R, AWS, and other letters

Got a crash course in working with Amazon Web Services today.

What I was trying to do

Scale up a text processing project by moving to AWS. The scale-up will need an estimated 100 GB of storage, and an unknown amount of computing power.

What I Did

1. Create a new EC2 instance

EC2 stands for Elastic Compute Cloud and provides pay-as-you-go virtual computing environments. There are a ton of features, but the main ones to pay attention to for now are:

  • the instance type, which defines the CPU, memory, storage, and networking capacities of the virtual machine;
  • the Amazon Machine Image (AMI), which is a template for the operating system and additional software the instance should start out with;
  • and storage options for the virtual machine. Instance store volumes provide temporary storage that gets deleted when the instance is stopped (i.e., shut down) or terminated (i.e., deleted). Amazon Elastic Block Store (EBS) volumes provide persistent storage -- they're like the hard drive on a physical computer.

Creating an instance, then, still entails several decisions, even before getting to the software installation stage.

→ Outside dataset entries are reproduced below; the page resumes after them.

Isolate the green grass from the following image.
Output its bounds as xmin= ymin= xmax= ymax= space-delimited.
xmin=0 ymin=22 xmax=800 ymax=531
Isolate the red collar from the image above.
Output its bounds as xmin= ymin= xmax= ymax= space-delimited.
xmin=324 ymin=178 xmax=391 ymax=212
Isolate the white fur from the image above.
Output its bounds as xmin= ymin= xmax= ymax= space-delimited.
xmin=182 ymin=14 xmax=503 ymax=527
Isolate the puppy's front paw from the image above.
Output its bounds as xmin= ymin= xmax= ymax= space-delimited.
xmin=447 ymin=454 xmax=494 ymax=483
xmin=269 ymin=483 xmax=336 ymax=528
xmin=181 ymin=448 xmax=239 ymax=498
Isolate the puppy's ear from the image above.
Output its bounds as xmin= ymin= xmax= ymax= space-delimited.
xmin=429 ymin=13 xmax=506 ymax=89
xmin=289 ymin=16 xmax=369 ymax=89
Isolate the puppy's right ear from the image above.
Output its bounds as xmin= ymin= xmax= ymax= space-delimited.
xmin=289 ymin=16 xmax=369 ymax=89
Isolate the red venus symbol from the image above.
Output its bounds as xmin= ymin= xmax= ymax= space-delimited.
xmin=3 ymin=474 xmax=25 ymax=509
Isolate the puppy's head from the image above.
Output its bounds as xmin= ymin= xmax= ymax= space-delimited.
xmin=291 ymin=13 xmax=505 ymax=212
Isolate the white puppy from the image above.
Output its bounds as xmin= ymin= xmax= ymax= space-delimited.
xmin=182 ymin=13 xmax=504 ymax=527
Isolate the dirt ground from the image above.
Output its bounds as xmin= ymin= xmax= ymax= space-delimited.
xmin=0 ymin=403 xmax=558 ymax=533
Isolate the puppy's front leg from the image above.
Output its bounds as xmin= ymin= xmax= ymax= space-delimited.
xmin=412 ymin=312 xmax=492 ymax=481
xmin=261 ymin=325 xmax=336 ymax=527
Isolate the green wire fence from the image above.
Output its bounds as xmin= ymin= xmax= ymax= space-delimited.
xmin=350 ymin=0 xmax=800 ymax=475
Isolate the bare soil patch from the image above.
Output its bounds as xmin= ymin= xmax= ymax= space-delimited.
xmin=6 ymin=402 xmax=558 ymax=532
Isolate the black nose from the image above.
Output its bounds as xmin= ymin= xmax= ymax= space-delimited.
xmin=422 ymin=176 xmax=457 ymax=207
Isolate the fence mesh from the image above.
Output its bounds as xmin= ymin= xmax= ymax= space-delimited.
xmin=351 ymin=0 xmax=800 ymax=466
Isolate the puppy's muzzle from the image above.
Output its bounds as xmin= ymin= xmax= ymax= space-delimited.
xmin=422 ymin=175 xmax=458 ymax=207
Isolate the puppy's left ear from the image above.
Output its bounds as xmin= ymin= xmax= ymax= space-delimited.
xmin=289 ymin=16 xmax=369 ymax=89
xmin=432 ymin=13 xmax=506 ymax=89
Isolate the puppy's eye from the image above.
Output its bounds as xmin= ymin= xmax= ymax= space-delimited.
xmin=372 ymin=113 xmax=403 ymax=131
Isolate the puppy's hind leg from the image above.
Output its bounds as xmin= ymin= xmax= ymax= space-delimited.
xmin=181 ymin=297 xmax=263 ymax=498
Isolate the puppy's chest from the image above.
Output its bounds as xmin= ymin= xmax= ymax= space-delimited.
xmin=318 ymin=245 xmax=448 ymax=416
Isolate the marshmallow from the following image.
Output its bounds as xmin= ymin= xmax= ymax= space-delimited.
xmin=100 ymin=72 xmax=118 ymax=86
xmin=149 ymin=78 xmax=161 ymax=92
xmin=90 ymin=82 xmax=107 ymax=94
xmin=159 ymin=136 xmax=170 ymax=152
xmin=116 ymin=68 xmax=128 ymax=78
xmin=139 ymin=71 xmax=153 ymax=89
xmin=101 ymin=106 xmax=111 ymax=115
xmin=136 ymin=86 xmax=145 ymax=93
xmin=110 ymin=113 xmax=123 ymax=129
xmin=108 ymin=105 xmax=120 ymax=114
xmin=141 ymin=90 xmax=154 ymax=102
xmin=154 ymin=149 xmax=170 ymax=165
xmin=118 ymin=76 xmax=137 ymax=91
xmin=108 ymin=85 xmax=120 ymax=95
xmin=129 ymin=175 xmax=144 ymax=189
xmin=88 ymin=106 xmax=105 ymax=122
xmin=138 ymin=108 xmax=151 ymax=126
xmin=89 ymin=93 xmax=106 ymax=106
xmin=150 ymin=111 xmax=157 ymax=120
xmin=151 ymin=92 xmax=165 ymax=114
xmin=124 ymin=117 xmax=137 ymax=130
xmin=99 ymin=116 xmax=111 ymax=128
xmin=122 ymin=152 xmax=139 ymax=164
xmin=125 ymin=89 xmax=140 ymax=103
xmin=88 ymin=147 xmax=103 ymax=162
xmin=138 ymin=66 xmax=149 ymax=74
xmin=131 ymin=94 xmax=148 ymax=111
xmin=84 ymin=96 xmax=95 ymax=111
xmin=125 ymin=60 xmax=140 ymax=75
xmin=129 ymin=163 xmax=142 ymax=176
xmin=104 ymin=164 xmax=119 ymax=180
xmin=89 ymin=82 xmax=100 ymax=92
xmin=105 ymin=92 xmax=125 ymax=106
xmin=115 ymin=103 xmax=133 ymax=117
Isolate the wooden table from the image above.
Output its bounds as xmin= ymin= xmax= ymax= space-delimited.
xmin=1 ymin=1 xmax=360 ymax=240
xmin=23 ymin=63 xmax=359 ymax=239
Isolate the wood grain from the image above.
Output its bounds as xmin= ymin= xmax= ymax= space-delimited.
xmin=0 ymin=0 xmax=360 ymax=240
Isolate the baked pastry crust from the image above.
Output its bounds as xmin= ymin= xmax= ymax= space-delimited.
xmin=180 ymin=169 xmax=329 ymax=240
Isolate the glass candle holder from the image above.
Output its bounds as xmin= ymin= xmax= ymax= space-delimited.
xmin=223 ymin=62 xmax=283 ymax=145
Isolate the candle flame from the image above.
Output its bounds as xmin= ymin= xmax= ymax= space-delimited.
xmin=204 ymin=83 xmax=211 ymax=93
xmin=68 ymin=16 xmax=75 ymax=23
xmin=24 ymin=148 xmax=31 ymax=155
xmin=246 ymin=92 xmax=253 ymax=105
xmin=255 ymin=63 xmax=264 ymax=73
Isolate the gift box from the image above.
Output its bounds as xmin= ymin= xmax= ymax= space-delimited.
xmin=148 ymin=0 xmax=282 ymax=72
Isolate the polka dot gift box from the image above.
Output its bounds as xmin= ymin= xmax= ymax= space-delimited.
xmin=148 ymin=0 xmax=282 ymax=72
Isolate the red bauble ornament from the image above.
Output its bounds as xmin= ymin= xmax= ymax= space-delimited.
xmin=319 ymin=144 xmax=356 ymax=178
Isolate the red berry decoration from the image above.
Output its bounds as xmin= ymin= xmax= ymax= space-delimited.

Thankfully, Louis Aslett has simplified the process by creating RStudio Server AMIs. We still have to choose an instance type, but the image features 20 GB default EBS and includes a ton of useful software.

Bonus Failure Notes

I initially tried configuring everything from scratch, following the Longer, Detailed Way steps in Jagger Villalobos's tutorial. It's a great tutorial, but the long way turned into a time-consuming headache for me for two reasons. First, the tutorial assumes you're using a UNIX-like operating system to work with the EC2 instance. While the instance is a virtual computer, we still need to access it with an actual machine. Leaving access unregulated is a bad idea, which is where key pairs come in. The EC2 instance stores the public key, and the corresponding private key is needed to log in. Key management is different in Windows than in Linux and Mac OS. I eventually figured out how to connect with PuTTY.

In retrospect, I should have sucked it up and updated my Windows Subsystem for Linux, but I still would have hit the next hurdle. I unwittingly chose the Amazon Linux AMI, which uses yum as its package manager. The commands to download R, RStudio, and other software are written for a machine running Ubuntu or Debian, which use apt-get instead of yum. The commands are different between the package managers. I'd like to be fluent in both, but today is not the day to accomplish that.

2. Create an S3 bucket

S3 stands for Simple Storage Service and is exactly what it says -- simple, web-based object storage. EC2 instances come with persistent storage in the form of EBS volumes. Why create an S3 bucket then? One, S3 storage is cheaper. Two, files in an S3 bucket can be accessed by multiple computers (even physical, non-AWS-hosted ones), whereas an EBS volume is mounted to one EC2 instance at a time. This means that it's possible for different people on different machines to work wiht the data. (See here for a table comparing different AWS storage options and here for another comparison of use cases).

Creating the bucket itself was the most straightforward part of the process -- it's just a wizard. I chose to encrypt objects automatically with AES-256, and kept the default option to block all public access. One thing worth noting is that access requests should be logged to a different bucket.

3. Set up an IAM policy

Even though all the data I plan on hosting is publicly available, it's worth getting in the habit of securing S3 buckets. To do this, I set up an Identity and Access Management (IAM) policy and role, then attached the role to my EC2 instance.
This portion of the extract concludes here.